Abu Bakr al-Baghdadi, who purportedly appeared in a video for the first time in five years, is threatening revenge and a 'long battle' ahead.
In the 18-minute video from the Al Furqan network, a bearded man with Baghdadi’s appearance says the Easter bombings in Sri Lanka were IS’s response to losses in its last territorial stronghold of Baghouz in Syria.
The group will seek revenge for jailed and killed members, he says, calling for militants operating in west Africa to multiply attacks against “Crusader France and its allies”.
The authenticity and date of the recording could not be independently verified.
The video would be the first from al-Baghdadi since he was filmed in the Iraqi city of Mosul in 2014. More recent speeches have been released as audio recordings.

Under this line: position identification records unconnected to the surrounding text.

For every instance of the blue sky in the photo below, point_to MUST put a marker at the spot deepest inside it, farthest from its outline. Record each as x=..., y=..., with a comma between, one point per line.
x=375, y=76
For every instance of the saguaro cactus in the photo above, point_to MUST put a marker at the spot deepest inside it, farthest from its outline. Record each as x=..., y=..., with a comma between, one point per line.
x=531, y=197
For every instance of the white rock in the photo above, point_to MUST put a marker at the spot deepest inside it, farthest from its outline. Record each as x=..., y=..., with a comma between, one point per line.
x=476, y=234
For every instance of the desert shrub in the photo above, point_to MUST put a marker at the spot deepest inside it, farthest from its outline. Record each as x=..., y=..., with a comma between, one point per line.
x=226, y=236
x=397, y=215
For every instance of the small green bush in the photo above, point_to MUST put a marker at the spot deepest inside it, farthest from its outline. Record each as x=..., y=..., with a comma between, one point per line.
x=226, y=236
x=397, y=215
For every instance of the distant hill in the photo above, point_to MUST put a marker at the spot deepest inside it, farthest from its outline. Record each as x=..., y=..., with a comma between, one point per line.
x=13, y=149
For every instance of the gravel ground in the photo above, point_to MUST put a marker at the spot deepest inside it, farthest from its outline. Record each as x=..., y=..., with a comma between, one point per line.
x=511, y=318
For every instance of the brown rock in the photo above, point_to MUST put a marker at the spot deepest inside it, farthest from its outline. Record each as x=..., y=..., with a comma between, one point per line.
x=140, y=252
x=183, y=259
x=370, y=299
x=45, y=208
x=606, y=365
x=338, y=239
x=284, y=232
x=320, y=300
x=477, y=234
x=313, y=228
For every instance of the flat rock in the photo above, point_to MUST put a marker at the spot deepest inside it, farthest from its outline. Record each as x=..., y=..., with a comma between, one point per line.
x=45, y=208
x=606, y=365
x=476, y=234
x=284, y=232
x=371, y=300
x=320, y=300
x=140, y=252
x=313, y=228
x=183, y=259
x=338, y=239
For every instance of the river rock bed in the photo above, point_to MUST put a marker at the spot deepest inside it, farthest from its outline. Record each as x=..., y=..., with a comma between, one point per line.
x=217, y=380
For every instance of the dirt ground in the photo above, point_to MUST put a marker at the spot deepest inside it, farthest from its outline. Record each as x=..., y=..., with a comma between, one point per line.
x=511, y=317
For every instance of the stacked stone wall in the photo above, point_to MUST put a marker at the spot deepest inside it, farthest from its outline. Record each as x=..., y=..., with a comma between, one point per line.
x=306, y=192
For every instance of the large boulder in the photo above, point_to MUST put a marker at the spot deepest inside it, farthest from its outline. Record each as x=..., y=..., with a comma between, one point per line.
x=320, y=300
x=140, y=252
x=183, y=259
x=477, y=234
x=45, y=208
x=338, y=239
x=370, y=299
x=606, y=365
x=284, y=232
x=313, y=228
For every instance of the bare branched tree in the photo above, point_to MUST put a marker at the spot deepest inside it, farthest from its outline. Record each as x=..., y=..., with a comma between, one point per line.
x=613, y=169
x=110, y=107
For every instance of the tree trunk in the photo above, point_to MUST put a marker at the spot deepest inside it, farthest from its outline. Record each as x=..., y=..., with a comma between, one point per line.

This image purports to show the leader of the Islamic State group, Abu Bakr al-Baghdadi, being interviewed by an IS media outlet. Source: AAP
US government analysts "will review this recording and we will defer to the intelligence community to confirm its authenticity," the State Department spokesman said.
But regardless of the video's authenticity, the spokesman said that the so called Islamic State group, also known as ISIS, had been battered.
"ISIS's territorial defeat in Iraq and Syria was a crushing strategic and psychological blow as ISIS saw its so-called caliphate crumble, its leaders killed or flee the battlefield, and its savagery exposed," he said.
In the clip, al-Baghdadi acknowledged defeat in the group's last stronghold in Syria but vowed a "long battle" ahead.

IS leader Abu Bakr al-Baghdadi in his first public appearance in Mosul, Iraq on July 5, 2014, left, and at right, on Monday, April 29, 2019, Source: AAP
The speaker appears to be in good health and looks like a slightly older version of Baghdadi than when he was pictured in 2014, addressing followers from a pulpit to declare a caliphate stretching across Iraq and Syria.
In the footage released on Monday, he is dressed in black robes and a beige waistcoat, with a long graying beard dyed red at the bottom. A rifle leans against the wall behind him.
“Our battle today is a battle of attrition with the enemy ... Jihad continues until judgment day, and God ordered us to jihad, but not to victory,” he said.
The last time al-Baghdadi appeared on camera he delivered a sermon at the al-Nuri mosque in the Iraqi city of Mosul in 2014.
In that video, he appeared as a black-robed figure with a trimmed black beard to deliver a sermon from the pulpit of the mosque in which he urged Muslims around the world to swear allegiance to the caliphate and obey him as its leader.
Al-Bagdadi acknowledged that IS lost the war in the eastern Syrian village of Baghouz, which was captured last month by the US-backed Kurdish-led Syrian Democratic Forces.
"In fact, the battle of Islam and its people against the Crusaders and their followers is a long battle," he said.
Referring to the setbacks in battle, he said the "brothers" of the many fallen fighters "will avenge that, as they will not forget as long as they have blood in their veins, and there will be a battle after this one".
It is unclear when or where the video was filmed. Al-Baghdadi spoke slowly and haltingly in the video.
With a $US25 million ($A35 million) bounty on his head, al-Baghdadi is the world's most wanted man, responsible for steering his chillingly violent organisation into the mass slaughter of opponents, and directing and inspiring terror attacks across continents and in the heart of Europe.
Despite numerous claims about his death in the past few years, al-Baghdadi's whereabouts remain a mystery.
Since he appeared in public in 2014 many of his top aides have been killed, mostly in US-led coalition airstrikes.
He is among the few senior IS commanders still at large after two years of steady battlefield losses that saw the self-styled "caliphate" shrink from an area the size of Britain to a tiny speck in the Euphrates River valley.
Although largely seen as a symbolic figurehead of the global terror network - he was described as "irrelevant for a long time" by a coalition spokesman in 2017 - al-Baghdadi's capture would be a coveted prize for the various players across both Syria and Iraq.
But so far, he has eluded the Americans, Russians, Syrians, Iraqis and Kurds.